The sloping terrain that the course is built on provides more than enough challenge on the greens. There is something subtle and elegant to a green that accepts and or rejects certain lines of play based on the lay of the land as opposed to greens which are severe and manufactured in an effort to astound and impress and say, "look at me . . ."
I think what Ted wrote above is pure genius...something often missed by the one time player on a modern course...they see it in Raynor and Ross but refuse to even look for it in the modern scheme of things...
John;
Nobody's looking for severe and manufactured greens. Nobody loves low-profile greens that look as though the natural land was just cut shorter for a greeen than I do.
We are looking instead for evidence of thoughtfulness, creativity, tie-in to approach demands, a hint of inspiration and/or originality. The 1st green at Pine Hill is a good example, but many others are not.
Matt called it "attention to details" and that's as good a description as I can come up with.
Also, almost any green has "subleties" if kept at high stimp speed, even just due to natural settling. I don't think the architect or shapers should get much credit for that.
The credit should be given to the architect who uses the natural setting well. The man upstairs gets credit for the land, but the good architect should get credit for using what is there intelligently.
I don't expect everyone to agree with me regarding Pine Hill. Different opinions and points of view are great and should always be welcomed . . .With that being said, if you are basing your judgement of the greens on how they look, as opposed to how they play, you are doing yourself and the readers of your ratings a disservice. And I don't think you can have formed a good opinion about how the greens play after only 1 or 2 rounds.
A course like this needs to be played a few times before holes and the greens really start to reveal themselves.

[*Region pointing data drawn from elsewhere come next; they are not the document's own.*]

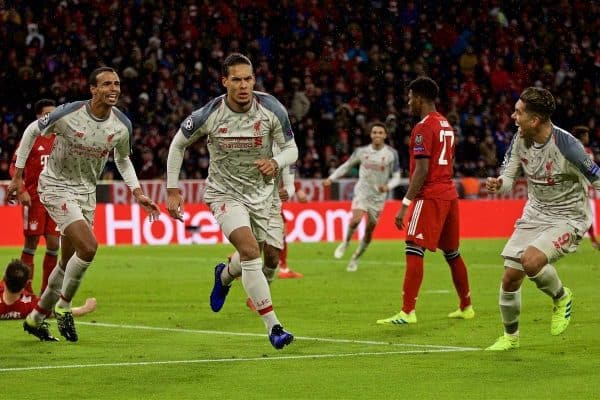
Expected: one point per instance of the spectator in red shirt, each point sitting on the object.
(36, 220)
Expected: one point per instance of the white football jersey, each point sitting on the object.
(376, 168)
(557, 173)
(82, 145)
(235, 142)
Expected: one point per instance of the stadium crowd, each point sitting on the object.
(337, 66)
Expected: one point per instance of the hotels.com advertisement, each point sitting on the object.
(310, 222)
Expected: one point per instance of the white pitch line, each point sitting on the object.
(208, 332)
(228, 360)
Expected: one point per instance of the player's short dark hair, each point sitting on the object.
(93, 79)
(379, 124)
(234, 59)
(424, 87)
(16, 275)
(538, 101)
(41, 104)
(580, 130)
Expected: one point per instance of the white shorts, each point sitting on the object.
(231, 214)
(372, 208)
(65, 207)
(555, 241)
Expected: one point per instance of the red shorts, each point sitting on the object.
(37, 222)
(433, 224)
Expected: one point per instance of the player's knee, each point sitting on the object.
(533, 260)
(512, 279)
(271, 260)
(249, 251)
(87, 250)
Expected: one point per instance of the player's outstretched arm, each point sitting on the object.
(175, 203)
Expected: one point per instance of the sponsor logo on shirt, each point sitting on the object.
(240, 143)
(257, 128)
(45, 119)
(188, 124)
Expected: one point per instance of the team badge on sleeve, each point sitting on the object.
(45, 119)
(188, 124)
(419, 143)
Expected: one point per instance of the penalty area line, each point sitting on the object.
(229, 360)
(317, 339)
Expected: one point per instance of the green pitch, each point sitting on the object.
(153, 335)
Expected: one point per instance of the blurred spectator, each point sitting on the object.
(340, 65)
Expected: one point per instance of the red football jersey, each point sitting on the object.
(20, 308)
(433, 137)
(35, 163)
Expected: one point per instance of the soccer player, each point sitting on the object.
(433, 220)
(275, 241)
(86, 132)
(16, 302)
(583, 134)
(36, 221)
(379, 172)
(555, 217)
(242, 126)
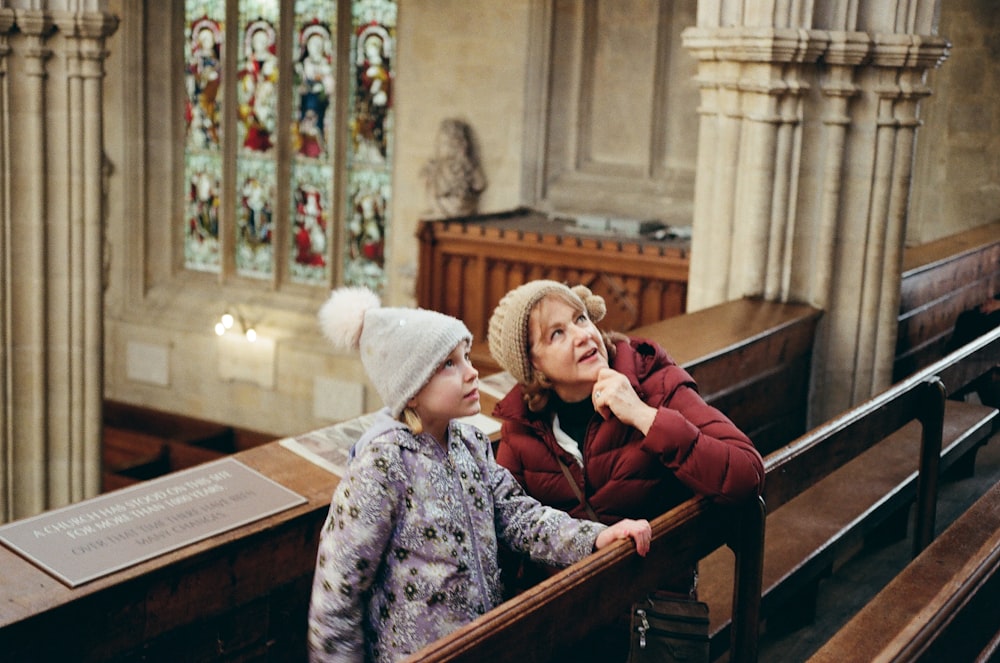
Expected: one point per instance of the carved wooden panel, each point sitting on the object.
(467, 265)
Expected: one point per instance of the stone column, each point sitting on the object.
(804, 164)
(52, 255)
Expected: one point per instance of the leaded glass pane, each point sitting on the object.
(371, 131)
(203, 77)
(313, 140)
(256, 190)
(257, 111)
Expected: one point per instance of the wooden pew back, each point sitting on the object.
(939, 281)
(534, 626)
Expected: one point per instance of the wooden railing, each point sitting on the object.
(803, 477)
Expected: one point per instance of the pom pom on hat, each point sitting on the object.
(343, 315)
(507, 334)
(401, 348)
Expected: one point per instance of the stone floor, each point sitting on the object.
(860, 577)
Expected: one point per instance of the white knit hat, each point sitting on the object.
(401, 348)
(507, 334)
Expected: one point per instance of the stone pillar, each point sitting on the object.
(52, 258)
(804, 163)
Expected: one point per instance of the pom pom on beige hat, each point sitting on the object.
(507, 335)
(401, 348)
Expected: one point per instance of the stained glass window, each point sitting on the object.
(265, 160)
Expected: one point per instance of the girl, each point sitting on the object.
(604, 426)
(410, 548)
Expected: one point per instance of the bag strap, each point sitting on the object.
(576, 489)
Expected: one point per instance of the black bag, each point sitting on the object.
(667, 628)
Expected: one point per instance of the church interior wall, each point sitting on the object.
(956, 183)
(470, 59)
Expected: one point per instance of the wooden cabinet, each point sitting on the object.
(468, 264)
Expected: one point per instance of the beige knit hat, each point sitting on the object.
(401, 348)
(508, 328)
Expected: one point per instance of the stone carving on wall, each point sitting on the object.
(453, 176)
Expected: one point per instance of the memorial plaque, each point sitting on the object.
(99, 536)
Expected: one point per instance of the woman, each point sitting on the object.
(614, 414)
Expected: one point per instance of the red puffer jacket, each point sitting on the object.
(691, 448)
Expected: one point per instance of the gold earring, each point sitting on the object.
(412, 420)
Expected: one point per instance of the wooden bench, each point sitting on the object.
(939, 281)
(741, 350)
(942, 606)
(534, 626)
(830, 489)
(751, 360)
(141, 443)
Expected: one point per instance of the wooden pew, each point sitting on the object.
(942, 606)
(534, 626)
(828, 490)
(741, 350)
(940, 280)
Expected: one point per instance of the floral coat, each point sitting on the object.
(409, 551)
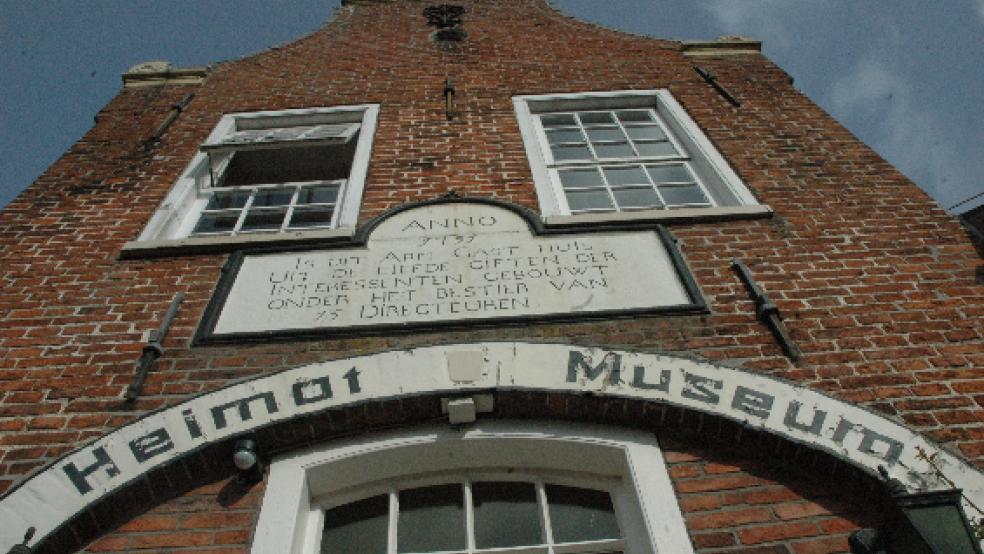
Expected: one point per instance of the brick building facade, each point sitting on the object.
(453, 153)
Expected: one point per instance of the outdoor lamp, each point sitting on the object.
(920, 523)
(247, 461)
(22, 548)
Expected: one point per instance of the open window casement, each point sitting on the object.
(269, 176)
(504, 487)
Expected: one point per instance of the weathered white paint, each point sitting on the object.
(451, 262)
(852, 433)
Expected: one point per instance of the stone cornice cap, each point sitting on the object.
(724, 45)
(160, 72)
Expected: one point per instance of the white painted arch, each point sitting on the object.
(67, 487)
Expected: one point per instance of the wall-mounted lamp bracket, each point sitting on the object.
(153, 349)
(448, 98)
(22, 548)
(711, 79)
(768, 312)
(466, 409)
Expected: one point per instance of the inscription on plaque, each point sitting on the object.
(451, 262)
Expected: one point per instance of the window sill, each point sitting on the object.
(724, 213)
(207, 245)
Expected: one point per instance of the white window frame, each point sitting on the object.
(173, 222)
(626, 463)
(728, 193)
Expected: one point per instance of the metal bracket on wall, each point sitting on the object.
(768, 312)
(171, 117)
(153, 349)
(449, 98)
(712, 79)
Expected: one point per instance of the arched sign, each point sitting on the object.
(864, 439)
(453, 262)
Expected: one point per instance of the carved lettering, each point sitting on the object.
(639, 379)
(242, 406)
(79, 477)
(610, 363)
(752, 402)
(815, 425)
(700, 388)
(150, 445)
(320, 386)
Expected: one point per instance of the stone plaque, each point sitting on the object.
(450, 263)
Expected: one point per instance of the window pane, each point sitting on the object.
(636, 198)
(273, 197)
(632, 116)
(656, 149)
(558, 120)
(311, 217)
(605, 133)
(263, 220)
(683, 195)
(431, 519)
(318, 195)
(223, 200)
(357, 527)
(290, 164)
(580, 178)
(588, 200)
(650, 132)
(506, 514)
(633, 175)
(555, 136)
(580, 514)
(670, 174)
(217, 223)
(594, 118)
(614, 150)
(575, 152)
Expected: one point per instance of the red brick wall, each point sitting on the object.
(875, 281)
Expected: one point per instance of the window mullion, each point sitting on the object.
(584, 136)
(628, 139)
(289, 214)
(608, 188)
(244, 212)
(469, 517)
(541, 499)
(394, 516)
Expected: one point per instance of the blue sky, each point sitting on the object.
(903, 75)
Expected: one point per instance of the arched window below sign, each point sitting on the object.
(503, 487)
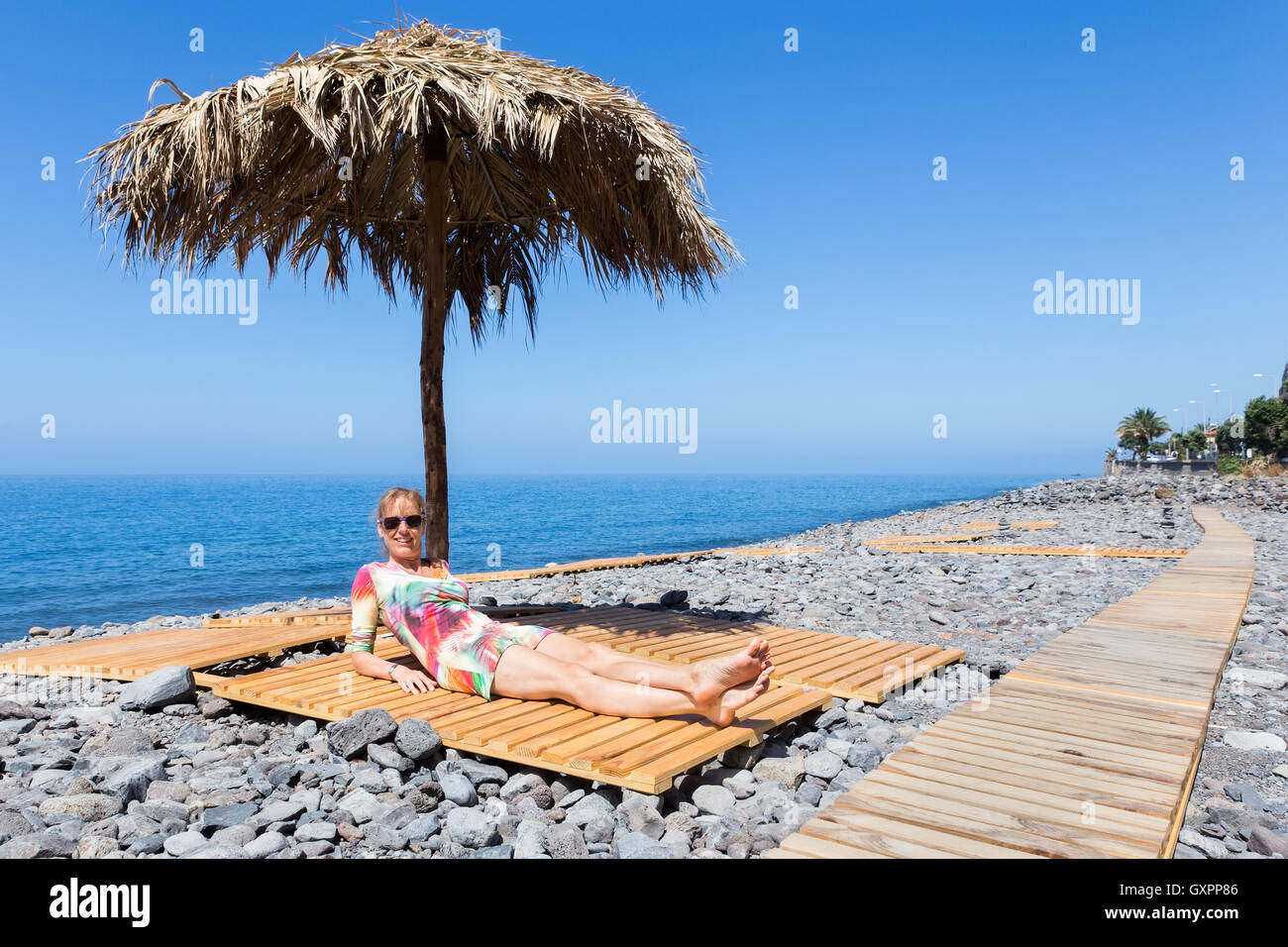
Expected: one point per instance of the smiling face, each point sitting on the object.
(403, 543)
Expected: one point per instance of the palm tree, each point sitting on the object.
(1140, 428)
(446, 165)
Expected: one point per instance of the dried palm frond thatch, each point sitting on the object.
(455, 167)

I am not going to list all 18 holes for the purpose of this discussion, but since it seems that first green is reasonably well accepted, I'll offer #2.
#2, Mid Length Par3
- Green is built into the side of a hill on the left, everything slopes off of that hill towards the front of the green and the bunker right.
- Almost a false front on the green connecting to a closely mown collection/run-up aea, your eyes force you to want to play left to avoid the big bumkers right, but left in the rough on that hill is a VERY tough place to get up and down from, a shot landing short of the green is in better shape than one played right, left or past a hole cut in the front, while left isn't quite as bad when the hole is cut in the back.
-After the relatively smooth opening par5 first, #2 looks like a simple mid iron approach, looks can be deceiving, there is NOTHING SIMPLE about the 2nd green.
-There is no way that you can see all of this from the tee and I doubt you'd recognize it after only 1 or 2 rounds.
My point is this, the greens and green complexes might not look like much, but they do a very good job of rewarding good shots and penalizing bad ones, just as good greens should.